Until I turned 50, I never had a sense of my own mortality. My elderly mother had been reminding me that she wasn’t going to live forever, but somehow I thought that she and I were both immortal despite the fact that I was morbidly obese and troubled by a host of health problems. I had undergone more surgeries, medical procedures and treatments, and taken more prescription medication, than my mother had in her entire life.

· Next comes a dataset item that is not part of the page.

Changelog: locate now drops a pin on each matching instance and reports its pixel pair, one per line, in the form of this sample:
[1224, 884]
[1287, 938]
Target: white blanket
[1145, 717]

In the years that followed that milestone birthday, I lost a lot: my job, my 90-year-old mother, 100 pounds and my old lifestyle. At the same time, I learned there is truth in the old saying, “You’re only as old as you feel.” That truth wasn’t always rejuvenating. I often felt lost and confused. I had attained an age that was unimaginable to me as a 20-year-old. Other than perfunctory contributions to 401K and IRA funds, as a young woman I had made no plans for my middle and later years. That might be just as well, because in truth, my expectations for myself at age 20 were far smaller than my expectations are now, as I hover on the edge of my 60th birthday.
A few years ago I told a young coworker that I was 56 years old. Now I don’t remember why I shared that information with him, but I hope I never forget Garrett’s response: “You are not 56!”
I offered to show him my driver’s license. He shook his head and said, “You don’t act like you’re 56.”
Although for much of my life my mother had admonished me to act my age, I took Garrett’s comment as a compliment. One benefit of being 50+ is that I care a lot less about what other people think of me, not because I want to act outrageously but because I want to be true to myself, because I trust myself enough now to worry less about the mistakes I might make, and because I know I will learn from them as they happen.
Friends, family, and business associates who’ve known me for 10, 20, 30 years tell me they’ve been surprised by my new lifestyle. I shut the door on a high-paying, high-stress, mostly sedentary business career that sent me all over the globe as I worked 70- to 80-hour weeks and ate myself into obesity. I joined a fitness center; took a low-paying, lower-stress, part-time retail job; wrote and published five books; and recently joined the board of directors of OutsideIN, a new non-profit business that provides jobs and training for chronically unemployed workers who rely heavily on public resources for their survival.
My non-profit work pays me not in monetary income but in what Mom used to call spiritual income. Although we welcome volunteers of any age, I believe I have far more to offer now, at 50+, than I did in my youth. It’s work that draws on all my past work experience and allows me to use my unique talents, some of which had lain dormant for decades. It also requires me to stretch and learn new things. I’m especially happy about that because I believe that the moment we stop learning is the moment we’re ready to go home forever.
The photo below shows me at the fitness studio wearing a favorite t-shirt. Its imprint describes my new identity at 50+ years. One of the most surprising things about being 50+ is that I’ve evolved from being a fearful, pessimistic Miss Rainy Day, to an upbeat, optimistic Little Miss Sunshine. Even as the aging process challenges me, often slows me, and sometimes pains me, I wake up every morning eager for the new day. Perhaps time is becoming more precious to me as my fund of new days dwindles, but for now I’m going to go on believing that I’m immortal.